Within the first few minutes of the show starting, volunteers had to bring those chairs back.
“We had set 250 chairs, but we put out more, so I guess it’s about 300 people,” Wright said.
“Because people kept coming,” Perry said.
The first annual “Ministers of Comedy” show, held Thursday night at the Civic Center, was a fundraiser for the first phase of the Dixonville-Lincoln Memorial project.
“And I can’t thank the community enough for coming together. I mean, I see people there who I haven’t seen in years,” Perry said. “So this has just been so powerful. It’s almost a tear-jerker.”
The Dixonville-Lincoln Memorial Project Task Force was formed in the late 2000s to restore two historic properties — Dixonville Cemetery and Lincoln School.
So far, the task force — with the help of member Betty Dan Spencer — has been able to identify more than 500 African-Americans who were buried in Dixonville Cemetery whose gravestones had been eroded or destroyed.

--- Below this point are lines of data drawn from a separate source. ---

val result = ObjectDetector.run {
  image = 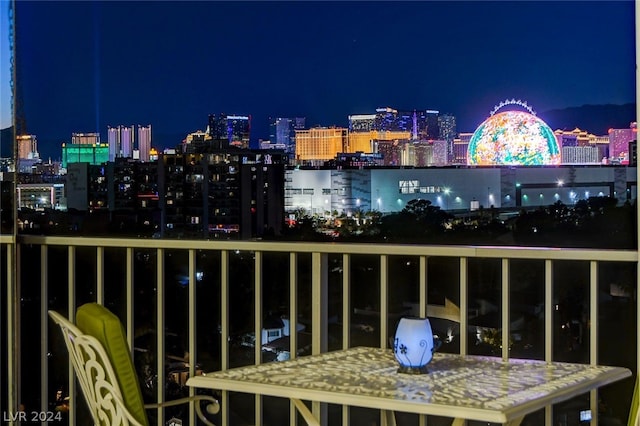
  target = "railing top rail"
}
[17,235,638,262]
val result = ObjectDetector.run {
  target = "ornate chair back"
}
[49,303,148,426]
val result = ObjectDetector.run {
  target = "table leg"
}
[382,410,397,426]
[291,398,320,426]
[451,417,524,426]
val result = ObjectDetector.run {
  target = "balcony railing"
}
[0,235,640,426]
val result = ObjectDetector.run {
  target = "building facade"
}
[16,135,40,160]
[609,122,638,164]
[295,127,348,165]
[71,133,100,145]
[62,143,109,168]
[206,113,251,149]
[158,148,287,239]
[138,124,151,162]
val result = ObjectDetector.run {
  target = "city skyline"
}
[3,1,635,158]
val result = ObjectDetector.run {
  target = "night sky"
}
[10,0,635,160]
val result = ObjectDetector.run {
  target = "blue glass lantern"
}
[393,318,434,374]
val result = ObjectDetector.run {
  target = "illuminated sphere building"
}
[467,111,560,166]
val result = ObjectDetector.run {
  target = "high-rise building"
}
[107,126,135,161]
[62,143,109,168]
[296,127,348,165]
[349,114,376,132]
[16,135,40,160]
[138,124,151,162]
[425,109,441,139]
[206,113,251,149]
[71,133,100,145]
[449,133,473,164]
[438,114,458,158]
[158,149,286,239]
[345,130,411,153]
[609,122,638,164]
[269,117,306,156]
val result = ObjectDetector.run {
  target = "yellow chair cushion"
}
[76,303,148,424]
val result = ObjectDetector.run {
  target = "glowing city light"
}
[467,111,560,166]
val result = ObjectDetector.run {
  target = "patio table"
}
[187,347,631,426]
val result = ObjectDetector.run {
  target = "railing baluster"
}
[544,259,555,425]
[188,249,197,426]
[6,244,22,420]
[589,260,598,425]
[502,258,511,360]
[125,247,135,353]
[380,254,389,348]
[289,251,298,426]
[96,246,104,305]
[67,245,79,425]
[418,256,429,426]
[156,248,165,426]
[253,251,262,425]
[460,257,469,355]
[40,244,50,426]
[342,253,351,426]
[311,252,329,425]
[220,250,229,426]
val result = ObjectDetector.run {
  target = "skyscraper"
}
[138,124,151,162]
[438,114,457,161]
[206,113,251,149]
[609,122,638,164]
[296,127,348,165]
[71,133,100,145]
[269,117,306,158]
[107,126,135,161]
[16,135,40,160]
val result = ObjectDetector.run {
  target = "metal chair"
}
[49,303,220,426]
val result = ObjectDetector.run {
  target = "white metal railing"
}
[0,235,640,426]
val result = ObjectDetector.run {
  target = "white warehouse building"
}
[285,166,637,215]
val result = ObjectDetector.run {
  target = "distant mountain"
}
[538,103,636,136]
[0,126,13,157]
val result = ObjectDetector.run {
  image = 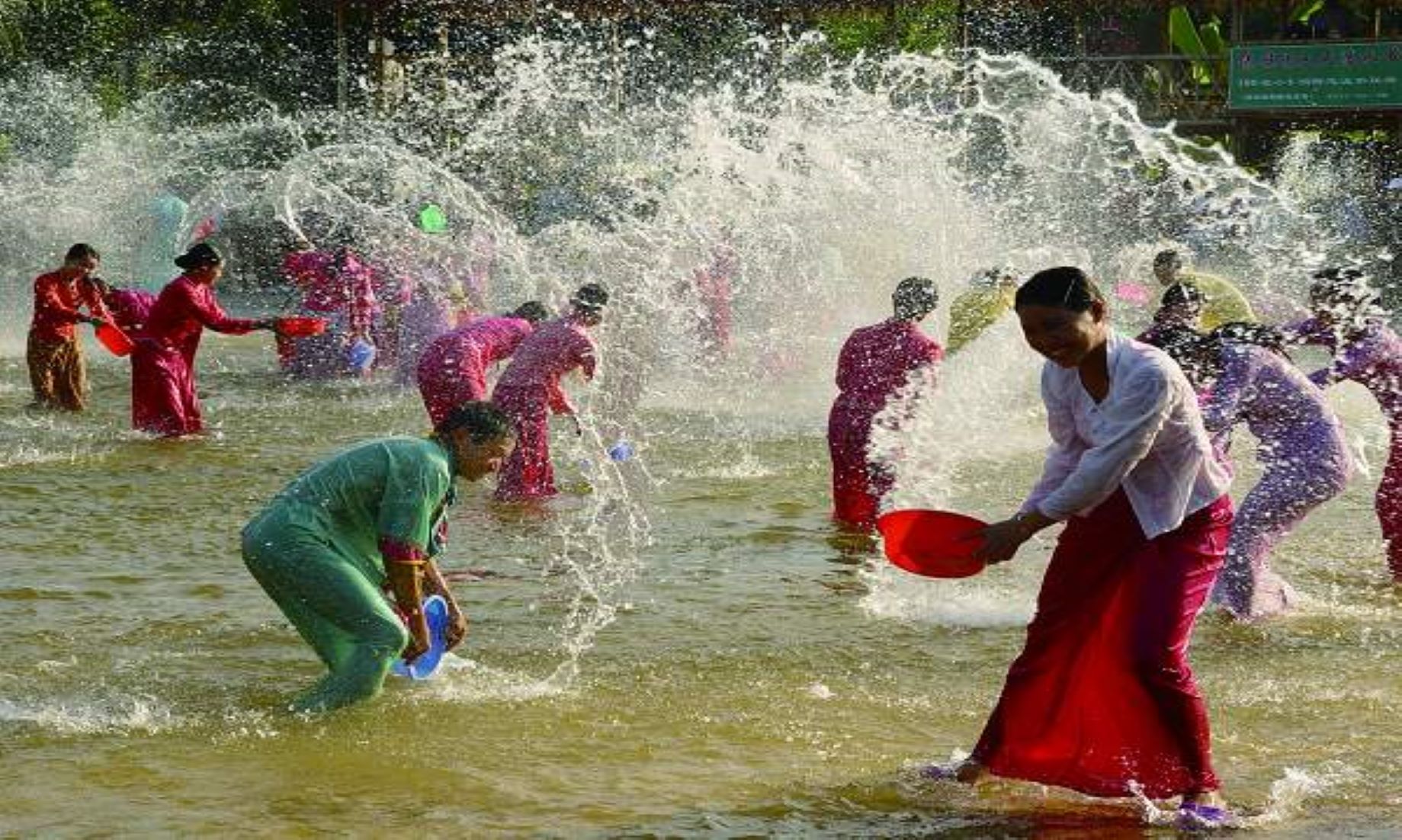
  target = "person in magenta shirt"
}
[90,277,156,338]
[132,242,276,438]
[279,244,380,379]
[492,284,608,501]
[827,277,945,529]
[25,242,111,411]
[1285,268,1402,583]
[416,300,550,425]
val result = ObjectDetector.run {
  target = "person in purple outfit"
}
[1158,322,1352,620]
[1134,282,1203,348]
[1283,268,1402,583]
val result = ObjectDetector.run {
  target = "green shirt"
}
[256,438,454,582]
[945,286,1016,354]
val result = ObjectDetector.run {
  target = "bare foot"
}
[1183,791,1227,808]
[954,758,988,784]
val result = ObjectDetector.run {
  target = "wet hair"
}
[512,300,550,324]
[1012,265,1105,313]
[1158,282,1203,309]
[890,277,939,319]
[569,284,608,313]
[1208,321,1290,359]
[1144,324,1207,364]
[63,242,102,262]
[1310,267,1378,310]
[433,399,516,443]
[175,242,224,271]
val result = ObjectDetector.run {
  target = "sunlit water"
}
[0,24,1402,837]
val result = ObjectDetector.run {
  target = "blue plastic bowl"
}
[346,338,377,373]
[391,595,448,680]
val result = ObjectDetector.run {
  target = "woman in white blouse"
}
[958,268,1232,825]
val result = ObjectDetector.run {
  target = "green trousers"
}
[244,509,409,713]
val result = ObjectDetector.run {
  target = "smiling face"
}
[59,257,101,281]
[1018,302,1106,367]
[448,429,516,481]
[185,262,224,286]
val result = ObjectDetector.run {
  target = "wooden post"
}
[370,5,388,115]
[336,0,351,117]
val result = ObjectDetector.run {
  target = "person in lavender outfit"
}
[1283,268,1402,583]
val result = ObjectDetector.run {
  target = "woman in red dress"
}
[954,268,1232,826]
[132,242,276,438]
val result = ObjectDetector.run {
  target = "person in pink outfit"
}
[827,277,945,529]
[492,284,608,501]
[90,277,156,338]
[1285,268,1402,583]
[416,300,550,426]
[132,242,276,438]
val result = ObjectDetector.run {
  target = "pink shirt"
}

There are likely hundreds more, according to the Dixonville-Lincoln Memorial website.
Lincoln School was an elementary school that served African-American children. It was later turned into a vocational school but has long since been vacant.
Phase 1 of the project is to construct a “memorial walk” along Old Concord Road in the cemetery that will include a granite walkway and new landscaping.
So far, according to task force city liaison Alyssa Nelson, $251,890 has been raised for Phase 1.
But there’s still $170,000 to go, according to Perry.
“Knowing they were to the point where we could break ground, we wanted to pick up the momentum,” Perry said.
That is why Perry tasked Wright and Wright’s co-chair, Raemi Evans, to come up with a fundraiser.
“And that’s what I did,” Wright said.
The show was ticketed at $10 per person.
About 10 ministers — and one “apostle,” Miriam Keller from Outreach Christian Ministries International — volunteered to do stand-up comedy or skits.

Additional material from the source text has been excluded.